<<
>>

Н. П. ГордеевЕДИНСТВО ФИЛОСОФИИ И ИСТОРИИ

Как известно, историку приходится сталкиваться с различными гносеологическими, логическими, этическими и эстетическими проблемами, без разрешения которых невозможно истолкование и/или установление исторических фактов (1).

В то же время само решение указанных проблем предполагает знание и толкование информации, известной из истории. По- видимому, речь идет не о порочном круге, но о неразрывном единстве.

Существование таких дисциплин, как история философии и философия истории, равно как и одноименных научно-исследовательских отделов, отделений, кафедр, институтов и периодических изданий представляется нам необходимым и разумным. А между тем скептически настроенный или склонный к логическому мышлению ум мог бы усомниться в действительном родстве и близости этих понятий, в непроблематичности их единства.

Практика показывает, что обычно историк не может заниматься философскими исследованиями или делать выводы, имеющие значение для философии. С другой стороны, философам редко удается представить даже историю философии как единый процесс и показать реальные связи различных школ и направлений, показать единство исторического и метафизического, ибо не каждому удается выйти за рамки этой теоретической дисциплины и одновременно удержать в голове ее фундаментальные принципы.

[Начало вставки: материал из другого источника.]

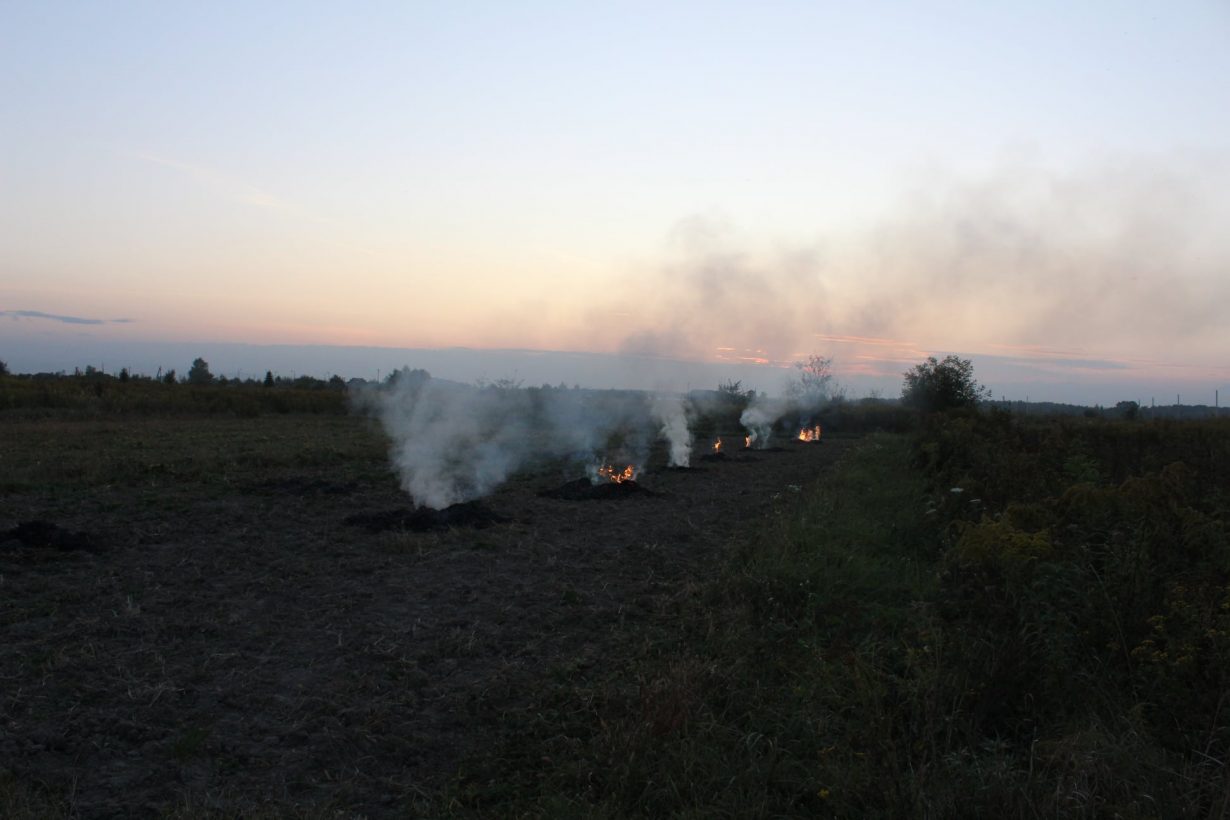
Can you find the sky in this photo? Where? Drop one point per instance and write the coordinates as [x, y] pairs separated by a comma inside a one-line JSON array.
[[1041, 187]]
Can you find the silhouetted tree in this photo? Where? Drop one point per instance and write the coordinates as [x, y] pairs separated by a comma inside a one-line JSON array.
[[814, 381], [198, 374], [942, 385]]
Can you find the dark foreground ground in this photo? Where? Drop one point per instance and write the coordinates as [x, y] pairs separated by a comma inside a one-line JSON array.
[[202, 627]]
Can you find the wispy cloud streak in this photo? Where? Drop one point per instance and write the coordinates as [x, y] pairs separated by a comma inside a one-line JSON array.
[[16, 315]]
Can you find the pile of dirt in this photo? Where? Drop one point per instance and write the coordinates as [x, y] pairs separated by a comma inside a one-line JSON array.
[[46, 535], [582, 489], [466, 514]]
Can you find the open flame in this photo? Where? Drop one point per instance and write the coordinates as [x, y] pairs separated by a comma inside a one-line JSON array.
[[809, 434], [618, 476]]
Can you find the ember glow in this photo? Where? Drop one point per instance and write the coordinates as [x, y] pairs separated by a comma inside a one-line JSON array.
[[618, 476]]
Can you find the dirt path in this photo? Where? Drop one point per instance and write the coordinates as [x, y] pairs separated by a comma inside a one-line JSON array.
[[234, 643]]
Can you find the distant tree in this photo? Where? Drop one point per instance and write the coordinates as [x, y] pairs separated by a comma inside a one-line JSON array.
[[198, 374], [1128, 410], [942, 385], [814, 381], [734, 389]]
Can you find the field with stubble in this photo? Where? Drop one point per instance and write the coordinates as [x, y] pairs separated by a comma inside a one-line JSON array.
[[190, 626]]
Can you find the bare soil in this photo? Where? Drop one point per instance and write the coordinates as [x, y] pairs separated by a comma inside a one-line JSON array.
[[229, 639]]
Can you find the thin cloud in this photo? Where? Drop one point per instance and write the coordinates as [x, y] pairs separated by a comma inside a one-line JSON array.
[[64, 320]]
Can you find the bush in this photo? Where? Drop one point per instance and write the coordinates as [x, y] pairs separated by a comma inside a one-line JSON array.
[[942, 385]]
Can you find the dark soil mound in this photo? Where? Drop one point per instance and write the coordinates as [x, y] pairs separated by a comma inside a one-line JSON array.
[[44, 535], [471, 514], [582, 489]]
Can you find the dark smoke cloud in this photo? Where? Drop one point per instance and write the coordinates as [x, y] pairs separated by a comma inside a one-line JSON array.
[[1116, 258]]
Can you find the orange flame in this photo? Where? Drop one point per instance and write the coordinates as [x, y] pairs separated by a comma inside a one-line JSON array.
[[618, 476]]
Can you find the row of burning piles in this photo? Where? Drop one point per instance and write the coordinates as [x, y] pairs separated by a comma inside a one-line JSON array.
[[607, 472]]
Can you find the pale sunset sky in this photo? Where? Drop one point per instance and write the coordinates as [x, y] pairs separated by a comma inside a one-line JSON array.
[[1043, 187]]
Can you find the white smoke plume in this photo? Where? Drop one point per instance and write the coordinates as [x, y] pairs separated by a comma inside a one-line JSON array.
[[670, 412], [454, 443]]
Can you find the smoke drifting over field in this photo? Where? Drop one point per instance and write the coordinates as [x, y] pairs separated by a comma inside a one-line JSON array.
[[454, 443]]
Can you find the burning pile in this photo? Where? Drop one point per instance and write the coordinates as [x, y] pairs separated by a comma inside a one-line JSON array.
[[611, 473], [809, 433]]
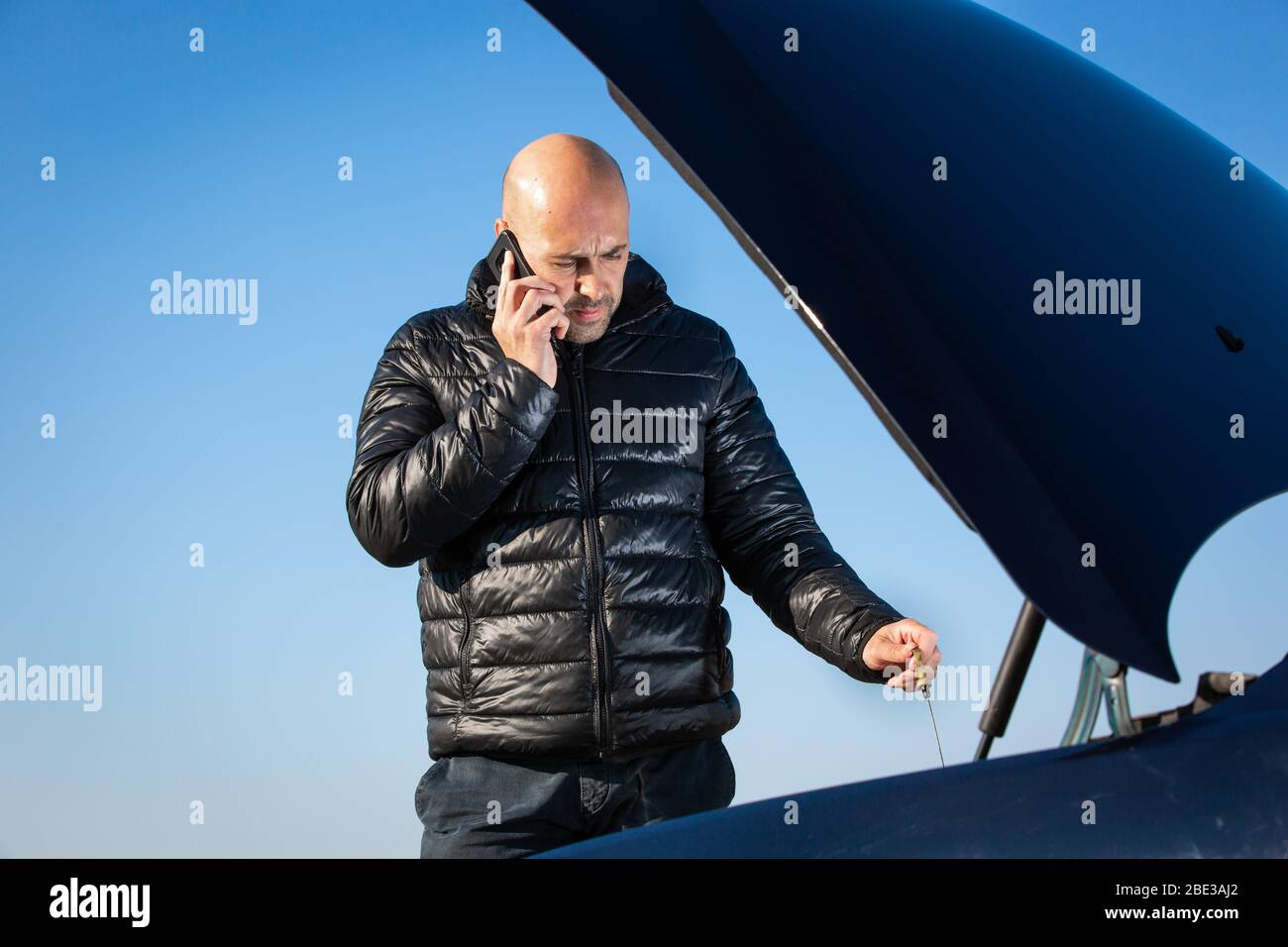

В частности, это не под силу марксистам.

Представление об историческом знании вводится Кантом через возможность рассмотрения знания с субъективной стороны. "Если я отвлекаюсь от всего содержания знания, рассматриваемого объективно, то субъективно всякое знание есть или историческое, или рациональное.

Историческое знание есть cognitio ex datis, а рациональное — cognitio ex principiis. Откуда бы ни дано было знание первоначально, у того кто им обладает, оно историческое знание, если он познает его лишь в той степени и настолько, насколько оно дано ему извне, все равно, получено ли им это знание из непосредственного опыта, или из рассказа о нем, или через наставления (общих знаний).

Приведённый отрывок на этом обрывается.